Август присел, чтобы поднять инструмент.
– Все будет хорошо, – прошептал он, и его пальцы сомкнулись на деревянном грифе.
Он не помнил, что случилось дальше. Или, точнее, помнил, но не как череду событий, а как вереницу фотоснимков и пропуски между ними. Вот он держит скрипку, проводит большим пальцем по струнам. Свет. Тьма. Музыка. Умиротворение. И мертвое тело.
Спустя некоторое время его нашел Лео.
Август сидел, скрестив ноги, на том же самом ящике и теребил струны, а труп лежал у его ног с разинутым ртом и выжженными глазами. Августу потребовалось немало времени, чтобы осознать крайне важную вещь, произошедшую в промежутках между светом и тьмой.
– Мистер Осингер! – произнес он, заходя в квартиру 3Б.
Кейс скрипки зацепился за шаткую стопку бумаг, и те рассыпались. Альберт Осингер отчаянно пытался забраться по узкой лесенке наверх, но хлам на ступенях мешал ему набрать скорость. Август не стал утруждать себя погоней. Он открыл футляр и извлек оттуда скрипку с отработанной непринужденностью.

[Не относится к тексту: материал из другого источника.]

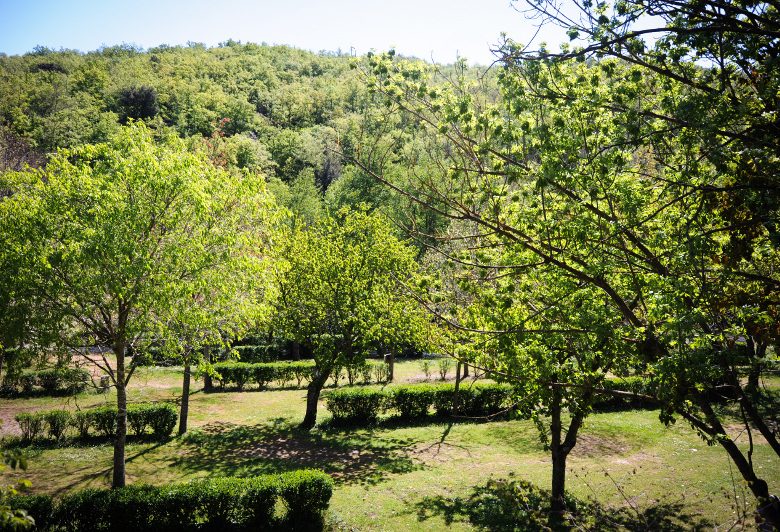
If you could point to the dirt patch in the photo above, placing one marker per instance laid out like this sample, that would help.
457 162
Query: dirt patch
590 446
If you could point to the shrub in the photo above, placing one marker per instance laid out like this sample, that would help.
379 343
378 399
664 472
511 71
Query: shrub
31 425
103 420
425 366
62 380
81 422
263 374
162 419
381 373
413 401
366 370
444 364
213 504
335 375
39 507
306 494
350 405
56 422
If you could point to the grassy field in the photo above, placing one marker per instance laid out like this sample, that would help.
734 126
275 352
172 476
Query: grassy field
396 477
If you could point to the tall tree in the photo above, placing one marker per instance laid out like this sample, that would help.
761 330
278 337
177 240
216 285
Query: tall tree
131 243
569 188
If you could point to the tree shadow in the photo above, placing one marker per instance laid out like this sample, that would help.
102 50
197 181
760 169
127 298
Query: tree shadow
240 450
513 504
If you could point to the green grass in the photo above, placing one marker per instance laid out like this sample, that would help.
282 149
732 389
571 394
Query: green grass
393 477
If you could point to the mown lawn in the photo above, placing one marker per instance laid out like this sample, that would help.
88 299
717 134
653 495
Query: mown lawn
395 477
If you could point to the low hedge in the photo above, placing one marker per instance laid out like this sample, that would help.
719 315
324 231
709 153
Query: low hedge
350 405
213 504
284 374
51 381
159 419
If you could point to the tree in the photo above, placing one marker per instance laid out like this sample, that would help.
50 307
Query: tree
569 189
338 286
132 243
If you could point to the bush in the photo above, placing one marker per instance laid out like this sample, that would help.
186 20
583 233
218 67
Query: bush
238 374
103 420
445 364
159 417
81 422
425 366
381 373
213 504
53 381
350 405
31 425
56 422
413 401
306 493
39 507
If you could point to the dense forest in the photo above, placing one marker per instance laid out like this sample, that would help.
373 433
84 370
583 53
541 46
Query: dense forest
588 231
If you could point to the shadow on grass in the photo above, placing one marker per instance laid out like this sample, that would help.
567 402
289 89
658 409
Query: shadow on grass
240 450
512 504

Положив ее на плечо, Август уперся в гладкое дерево подбородком. Его пальцы послушно легли на струны.
Он вздохнул, поднес смычок к скрипке и извлек первую ноту.

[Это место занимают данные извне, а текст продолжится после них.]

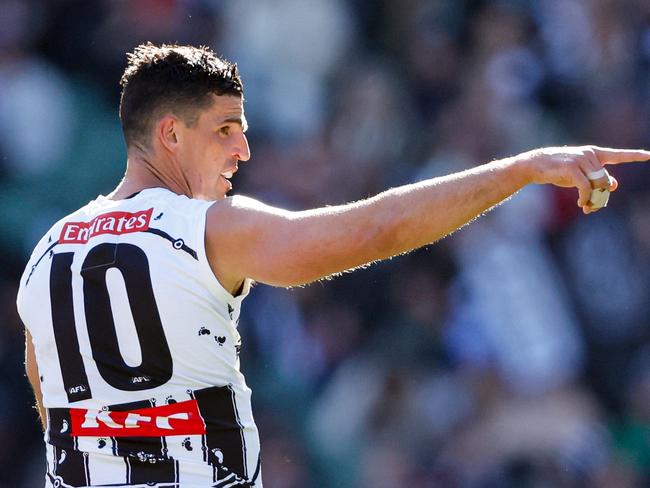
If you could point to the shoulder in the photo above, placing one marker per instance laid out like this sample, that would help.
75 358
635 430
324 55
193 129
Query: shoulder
233 209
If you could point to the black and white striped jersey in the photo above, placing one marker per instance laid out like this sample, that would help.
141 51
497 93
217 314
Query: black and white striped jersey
138 350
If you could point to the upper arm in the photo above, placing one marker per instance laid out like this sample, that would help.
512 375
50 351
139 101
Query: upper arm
31 368
247 239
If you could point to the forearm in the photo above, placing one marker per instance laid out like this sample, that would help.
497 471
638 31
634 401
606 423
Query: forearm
246 238
418 214
333 239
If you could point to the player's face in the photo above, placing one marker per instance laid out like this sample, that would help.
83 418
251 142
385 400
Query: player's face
213 146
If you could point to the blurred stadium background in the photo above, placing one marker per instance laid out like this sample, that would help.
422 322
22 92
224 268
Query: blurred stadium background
515 353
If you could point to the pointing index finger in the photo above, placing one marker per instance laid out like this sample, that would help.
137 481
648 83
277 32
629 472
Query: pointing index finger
607 155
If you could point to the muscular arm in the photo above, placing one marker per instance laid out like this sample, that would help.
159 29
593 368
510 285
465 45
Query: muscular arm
32 375
248 239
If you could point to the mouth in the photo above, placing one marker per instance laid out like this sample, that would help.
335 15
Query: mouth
228 174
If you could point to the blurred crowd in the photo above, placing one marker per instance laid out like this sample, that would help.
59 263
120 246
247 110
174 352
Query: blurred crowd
514 353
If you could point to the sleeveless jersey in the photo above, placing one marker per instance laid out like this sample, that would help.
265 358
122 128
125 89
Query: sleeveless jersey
138 351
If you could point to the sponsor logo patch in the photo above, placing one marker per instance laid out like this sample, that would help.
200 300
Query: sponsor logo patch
181 418
115 223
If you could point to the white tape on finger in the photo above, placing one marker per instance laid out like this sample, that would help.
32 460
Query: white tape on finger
596 175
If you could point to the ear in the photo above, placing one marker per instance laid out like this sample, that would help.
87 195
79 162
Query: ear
167 132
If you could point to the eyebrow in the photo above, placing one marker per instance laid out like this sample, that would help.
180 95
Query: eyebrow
237 120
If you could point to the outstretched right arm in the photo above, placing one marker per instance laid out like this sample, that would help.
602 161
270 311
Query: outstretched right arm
247 239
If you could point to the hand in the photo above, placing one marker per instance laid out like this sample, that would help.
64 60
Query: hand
568 167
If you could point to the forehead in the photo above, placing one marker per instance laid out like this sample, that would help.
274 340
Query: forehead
224 107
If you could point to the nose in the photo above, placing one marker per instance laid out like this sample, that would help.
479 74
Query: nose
241 151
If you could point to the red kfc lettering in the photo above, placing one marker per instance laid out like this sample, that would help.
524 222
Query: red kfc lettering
182 418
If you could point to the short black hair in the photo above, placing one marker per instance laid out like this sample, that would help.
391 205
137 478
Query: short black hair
171 78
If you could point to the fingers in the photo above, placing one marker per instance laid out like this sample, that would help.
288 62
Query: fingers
591 166
607 155
582 183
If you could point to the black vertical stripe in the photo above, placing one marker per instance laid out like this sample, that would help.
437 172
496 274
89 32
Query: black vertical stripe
70 466
146 460
223 437
73 371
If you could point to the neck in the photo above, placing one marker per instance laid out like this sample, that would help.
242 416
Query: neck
145 171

Стоило Августу начать играть, ему тотчас полегчало. Головная боль ослабела, жар улетучился, напряжение покинуло мышцы и звуки выстрелов, превратившиеся в непрестанный шум помех, прекратились. Мелодия сорвалась со струн и закружилась по комнате. Музыка была негромкой, но Август знал, что она настигнет свою жертву.
Август услышал шаги Осингера: мужчина уже спускался с лестницы.
Август продолжал играть. Осингер приближался к Августу размеренной поступью. Музыка притягивала его.